Rookie Prince Amukamara saw significant playing time and had his ups and downs.
The main problem on the Giants’ defense seemed to be S Deon Grant being unable to get his troops into the proper defensive posture/alignment on many plays. To their credit, the Giants abandoned their zone look for much of the game and were in nickel and dime packages for most of the night. The problem was they didn’t execute what they preach, that they are best suited for press man coverage. No one was worse than Grant, who was abused repeatedly. It’s important to note that Grant never made it to training camp and was not in the Giants’ plans until Prince injured his foot in his first practice, Bruce Johnson went on IR soon after that, and then Terrell Thomas and Brian Witherspoon were lost for the year in the Chicago preseason game. That’s when Grant got the call, and he’s had the majority of snaps at the nickel ever since. It’s not how the story was written, but it is the way it’s been ad libbed on stage. You can’t blame Grant for at least trying his best, but the Giants sorely miss Michael Boley.
Aaron Ross dropped another easy punt but luckily Prince Amukamara was there to fall on it. Other than that, Specials were…interesting. Neither team had any particularly good runbacks though Da’Rel Scott was better than Thomas had been, each team only punted twice, and there were 7 combined touchbacks on kickoffs.
So the interesting. First, the Giants sniffed out and stopped a fake field goal attempt that had the potential of converting a firstdown/touchdown on the Saints’ first drive. WR Devin Thomas recognized the play and got out in front of TE Jimmy Graham and held him up long enough for Jason Pierre-Paul to disengage from the line of scrimmage and race over to finish him off short of the first.

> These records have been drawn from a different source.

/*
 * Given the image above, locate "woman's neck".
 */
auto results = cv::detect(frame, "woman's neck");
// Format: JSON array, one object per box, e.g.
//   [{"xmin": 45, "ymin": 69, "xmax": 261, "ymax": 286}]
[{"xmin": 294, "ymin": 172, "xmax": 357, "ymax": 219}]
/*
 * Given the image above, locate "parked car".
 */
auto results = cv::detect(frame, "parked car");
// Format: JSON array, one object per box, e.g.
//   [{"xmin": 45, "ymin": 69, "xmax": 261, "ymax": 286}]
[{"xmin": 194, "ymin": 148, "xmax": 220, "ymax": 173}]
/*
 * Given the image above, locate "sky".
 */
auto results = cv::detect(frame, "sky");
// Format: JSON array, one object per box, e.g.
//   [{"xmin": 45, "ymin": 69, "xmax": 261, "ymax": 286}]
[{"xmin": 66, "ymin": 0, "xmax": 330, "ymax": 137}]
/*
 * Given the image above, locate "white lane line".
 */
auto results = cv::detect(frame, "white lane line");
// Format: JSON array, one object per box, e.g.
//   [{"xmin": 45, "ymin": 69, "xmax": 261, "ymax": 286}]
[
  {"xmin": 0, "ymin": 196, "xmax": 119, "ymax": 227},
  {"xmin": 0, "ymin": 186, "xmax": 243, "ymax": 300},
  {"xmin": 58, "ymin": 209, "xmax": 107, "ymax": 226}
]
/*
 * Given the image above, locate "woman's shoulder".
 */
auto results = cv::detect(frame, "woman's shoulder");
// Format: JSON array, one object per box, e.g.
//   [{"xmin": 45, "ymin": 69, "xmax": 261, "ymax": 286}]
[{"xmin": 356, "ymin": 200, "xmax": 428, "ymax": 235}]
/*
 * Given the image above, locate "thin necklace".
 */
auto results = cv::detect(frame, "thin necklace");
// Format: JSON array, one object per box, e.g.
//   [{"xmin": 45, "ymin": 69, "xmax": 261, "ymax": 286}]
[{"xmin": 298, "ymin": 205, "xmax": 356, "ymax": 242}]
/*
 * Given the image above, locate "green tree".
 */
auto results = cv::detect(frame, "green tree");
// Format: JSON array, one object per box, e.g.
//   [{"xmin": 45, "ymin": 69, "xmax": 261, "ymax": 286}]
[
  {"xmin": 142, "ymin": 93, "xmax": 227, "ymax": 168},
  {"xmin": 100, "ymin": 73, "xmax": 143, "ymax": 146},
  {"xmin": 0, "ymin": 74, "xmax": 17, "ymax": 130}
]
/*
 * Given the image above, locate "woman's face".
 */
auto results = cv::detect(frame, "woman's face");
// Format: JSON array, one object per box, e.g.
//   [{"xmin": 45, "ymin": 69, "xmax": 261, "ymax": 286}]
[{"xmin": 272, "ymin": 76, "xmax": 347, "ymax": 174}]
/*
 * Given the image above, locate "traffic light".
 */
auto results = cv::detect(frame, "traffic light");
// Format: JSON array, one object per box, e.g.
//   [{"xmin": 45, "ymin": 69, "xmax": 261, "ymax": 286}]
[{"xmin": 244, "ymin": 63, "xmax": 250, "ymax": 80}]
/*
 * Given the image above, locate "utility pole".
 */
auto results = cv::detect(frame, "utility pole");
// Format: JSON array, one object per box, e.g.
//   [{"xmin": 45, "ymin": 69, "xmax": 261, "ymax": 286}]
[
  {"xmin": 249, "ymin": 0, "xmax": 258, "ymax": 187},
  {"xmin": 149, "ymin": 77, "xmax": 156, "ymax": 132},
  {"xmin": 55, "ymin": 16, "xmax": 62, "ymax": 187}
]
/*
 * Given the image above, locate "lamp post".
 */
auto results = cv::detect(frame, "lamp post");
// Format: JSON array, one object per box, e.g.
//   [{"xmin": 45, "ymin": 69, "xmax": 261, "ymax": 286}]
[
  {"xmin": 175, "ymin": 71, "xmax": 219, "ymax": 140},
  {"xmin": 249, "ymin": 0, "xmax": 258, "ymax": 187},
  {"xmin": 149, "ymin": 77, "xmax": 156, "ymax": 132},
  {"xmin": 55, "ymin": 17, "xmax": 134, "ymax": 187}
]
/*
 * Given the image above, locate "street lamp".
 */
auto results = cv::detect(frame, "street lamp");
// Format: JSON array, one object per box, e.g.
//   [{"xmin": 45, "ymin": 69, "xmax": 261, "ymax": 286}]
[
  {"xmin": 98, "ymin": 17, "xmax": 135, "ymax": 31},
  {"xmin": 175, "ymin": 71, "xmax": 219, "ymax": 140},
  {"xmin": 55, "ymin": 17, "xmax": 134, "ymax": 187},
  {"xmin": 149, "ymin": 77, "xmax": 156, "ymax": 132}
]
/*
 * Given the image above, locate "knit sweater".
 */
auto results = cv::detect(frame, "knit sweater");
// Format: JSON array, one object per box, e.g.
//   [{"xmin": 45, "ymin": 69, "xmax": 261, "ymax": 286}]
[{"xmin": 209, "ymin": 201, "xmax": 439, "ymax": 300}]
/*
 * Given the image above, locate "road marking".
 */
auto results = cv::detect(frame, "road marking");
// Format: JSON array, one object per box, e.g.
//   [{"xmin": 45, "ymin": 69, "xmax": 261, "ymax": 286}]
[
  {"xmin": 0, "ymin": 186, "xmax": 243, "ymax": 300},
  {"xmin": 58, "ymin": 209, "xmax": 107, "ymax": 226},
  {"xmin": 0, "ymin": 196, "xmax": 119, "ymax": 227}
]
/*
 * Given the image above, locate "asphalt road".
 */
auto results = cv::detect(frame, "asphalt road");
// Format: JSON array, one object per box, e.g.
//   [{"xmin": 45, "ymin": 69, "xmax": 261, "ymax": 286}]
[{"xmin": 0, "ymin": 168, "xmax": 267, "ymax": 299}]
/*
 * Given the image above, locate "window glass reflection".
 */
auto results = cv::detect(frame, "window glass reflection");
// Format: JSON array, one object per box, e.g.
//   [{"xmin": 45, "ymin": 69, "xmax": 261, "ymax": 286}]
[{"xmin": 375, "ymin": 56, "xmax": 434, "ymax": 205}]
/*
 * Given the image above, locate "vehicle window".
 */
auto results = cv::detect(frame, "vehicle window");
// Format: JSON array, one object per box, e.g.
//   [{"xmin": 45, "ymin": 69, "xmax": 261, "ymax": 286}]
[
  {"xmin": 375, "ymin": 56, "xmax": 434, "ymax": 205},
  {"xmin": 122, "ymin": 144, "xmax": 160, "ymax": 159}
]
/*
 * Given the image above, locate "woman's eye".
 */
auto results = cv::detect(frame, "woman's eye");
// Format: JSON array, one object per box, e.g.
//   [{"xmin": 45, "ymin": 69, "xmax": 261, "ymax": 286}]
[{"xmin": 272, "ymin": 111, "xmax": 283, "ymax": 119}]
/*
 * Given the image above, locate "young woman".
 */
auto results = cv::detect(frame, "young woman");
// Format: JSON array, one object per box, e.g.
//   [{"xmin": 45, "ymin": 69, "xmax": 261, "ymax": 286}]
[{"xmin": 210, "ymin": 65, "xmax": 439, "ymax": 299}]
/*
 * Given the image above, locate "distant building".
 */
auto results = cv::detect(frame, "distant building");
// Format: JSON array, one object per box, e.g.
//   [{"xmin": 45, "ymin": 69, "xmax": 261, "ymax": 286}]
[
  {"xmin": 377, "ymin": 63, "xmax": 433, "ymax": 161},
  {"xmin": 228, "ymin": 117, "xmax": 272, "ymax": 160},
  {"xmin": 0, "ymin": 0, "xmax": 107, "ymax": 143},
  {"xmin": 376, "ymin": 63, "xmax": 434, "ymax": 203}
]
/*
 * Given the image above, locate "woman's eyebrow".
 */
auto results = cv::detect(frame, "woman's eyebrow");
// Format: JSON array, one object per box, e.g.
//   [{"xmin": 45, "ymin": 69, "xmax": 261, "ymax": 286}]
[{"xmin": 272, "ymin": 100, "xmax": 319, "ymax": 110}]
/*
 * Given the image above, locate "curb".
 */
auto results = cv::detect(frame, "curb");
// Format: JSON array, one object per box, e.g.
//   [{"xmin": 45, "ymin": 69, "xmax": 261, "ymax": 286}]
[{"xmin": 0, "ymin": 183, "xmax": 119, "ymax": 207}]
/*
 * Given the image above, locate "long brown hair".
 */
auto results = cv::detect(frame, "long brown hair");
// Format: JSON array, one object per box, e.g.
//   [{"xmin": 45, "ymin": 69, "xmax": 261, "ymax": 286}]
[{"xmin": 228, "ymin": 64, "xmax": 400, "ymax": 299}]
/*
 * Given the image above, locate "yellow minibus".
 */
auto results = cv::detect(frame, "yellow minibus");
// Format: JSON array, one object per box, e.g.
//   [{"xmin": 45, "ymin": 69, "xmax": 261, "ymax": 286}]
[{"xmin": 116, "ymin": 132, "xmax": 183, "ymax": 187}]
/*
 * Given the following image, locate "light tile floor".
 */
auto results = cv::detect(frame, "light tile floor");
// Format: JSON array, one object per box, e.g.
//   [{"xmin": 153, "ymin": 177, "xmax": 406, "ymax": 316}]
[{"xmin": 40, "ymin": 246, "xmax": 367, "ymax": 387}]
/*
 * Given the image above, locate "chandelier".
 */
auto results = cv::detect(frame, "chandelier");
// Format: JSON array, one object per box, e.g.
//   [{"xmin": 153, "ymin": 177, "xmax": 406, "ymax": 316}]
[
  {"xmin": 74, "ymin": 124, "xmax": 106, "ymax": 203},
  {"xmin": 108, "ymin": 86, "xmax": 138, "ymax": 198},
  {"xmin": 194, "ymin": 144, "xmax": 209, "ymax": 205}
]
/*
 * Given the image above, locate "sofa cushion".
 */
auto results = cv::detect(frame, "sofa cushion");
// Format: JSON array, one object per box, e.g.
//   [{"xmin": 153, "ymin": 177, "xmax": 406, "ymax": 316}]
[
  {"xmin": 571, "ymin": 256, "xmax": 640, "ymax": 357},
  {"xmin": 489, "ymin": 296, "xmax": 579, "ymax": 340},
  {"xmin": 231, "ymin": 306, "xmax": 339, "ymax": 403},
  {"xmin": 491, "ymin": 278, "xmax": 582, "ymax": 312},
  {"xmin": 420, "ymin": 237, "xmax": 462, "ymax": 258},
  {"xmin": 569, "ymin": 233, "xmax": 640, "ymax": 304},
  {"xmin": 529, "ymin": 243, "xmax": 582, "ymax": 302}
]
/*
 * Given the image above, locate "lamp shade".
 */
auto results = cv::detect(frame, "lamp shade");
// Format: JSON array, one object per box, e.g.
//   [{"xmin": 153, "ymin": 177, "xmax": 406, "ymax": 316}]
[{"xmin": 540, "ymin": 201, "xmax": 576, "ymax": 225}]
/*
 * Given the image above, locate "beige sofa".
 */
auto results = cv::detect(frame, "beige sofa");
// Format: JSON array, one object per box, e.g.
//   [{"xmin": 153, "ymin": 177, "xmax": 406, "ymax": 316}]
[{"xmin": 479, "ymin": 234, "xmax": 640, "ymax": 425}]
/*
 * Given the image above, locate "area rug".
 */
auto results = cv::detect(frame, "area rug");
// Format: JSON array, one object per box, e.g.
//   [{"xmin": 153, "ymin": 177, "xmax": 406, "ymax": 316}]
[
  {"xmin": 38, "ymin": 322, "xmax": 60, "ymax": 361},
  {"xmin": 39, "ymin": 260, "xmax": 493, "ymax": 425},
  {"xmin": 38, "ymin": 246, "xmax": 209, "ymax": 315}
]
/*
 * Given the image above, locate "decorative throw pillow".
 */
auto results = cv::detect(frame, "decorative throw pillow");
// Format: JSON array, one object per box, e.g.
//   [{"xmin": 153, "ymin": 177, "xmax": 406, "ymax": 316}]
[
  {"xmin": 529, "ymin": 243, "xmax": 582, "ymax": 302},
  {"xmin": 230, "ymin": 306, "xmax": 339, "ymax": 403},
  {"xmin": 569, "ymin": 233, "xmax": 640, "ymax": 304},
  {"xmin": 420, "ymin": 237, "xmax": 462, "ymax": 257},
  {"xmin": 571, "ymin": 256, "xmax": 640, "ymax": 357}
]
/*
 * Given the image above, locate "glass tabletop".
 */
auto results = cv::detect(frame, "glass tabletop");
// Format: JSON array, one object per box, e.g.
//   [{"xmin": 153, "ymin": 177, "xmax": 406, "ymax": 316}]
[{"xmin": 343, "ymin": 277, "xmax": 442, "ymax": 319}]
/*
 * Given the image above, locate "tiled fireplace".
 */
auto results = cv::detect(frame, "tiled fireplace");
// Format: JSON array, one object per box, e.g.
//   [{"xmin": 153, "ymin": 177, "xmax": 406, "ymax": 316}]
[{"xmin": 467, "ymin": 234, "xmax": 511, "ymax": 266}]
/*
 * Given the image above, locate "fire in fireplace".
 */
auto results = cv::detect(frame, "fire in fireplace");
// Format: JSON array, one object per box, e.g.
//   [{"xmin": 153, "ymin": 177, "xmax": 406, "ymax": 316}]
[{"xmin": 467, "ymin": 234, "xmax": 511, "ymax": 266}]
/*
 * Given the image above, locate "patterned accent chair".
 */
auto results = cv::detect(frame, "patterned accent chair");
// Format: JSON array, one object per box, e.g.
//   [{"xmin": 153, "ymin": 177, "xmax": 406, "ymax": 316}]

The second interesting thing was in the 3rd quarter trailing 28-10 the Giants attempted a fake punt on 4th -7 from their won 33 yard line. Apparently, the fake was called off but P Steve Weatherford missed the sign and took off with the ball towards the right sideline for no gain. Fortunately for the Giants the Saints taunted the Giants on the play after the whistle and the 15 yards cost them a scoring opportunity.
K Lawrence Tynes converted on a 42-yard FG, coming up short on a 61-yarder before the half. He also hit all three PATs, so the Giants have THAT going for them…which is nice.
For the second week in a row the Giants came nowhere near matching the intensity of their opponents. On top of that HC Tom Coughlin made two desperation challenges that were both lost. If you’d like to read more about the schemes the Giants were running and why several people think they were incorrect, please read this thread, posted by respected BBI contributor Joey in VA. This should be required reading for all BBI.
The swoon is on. The Giants will lose this weekend to Green Bay, and they’ll do it with half the team on the bench or IR with injuries. Once the Giants fall to 6-6, they will most likely have to win their final four games against Dallas, Washington, New York Jets, and Dallas to make the playoffs.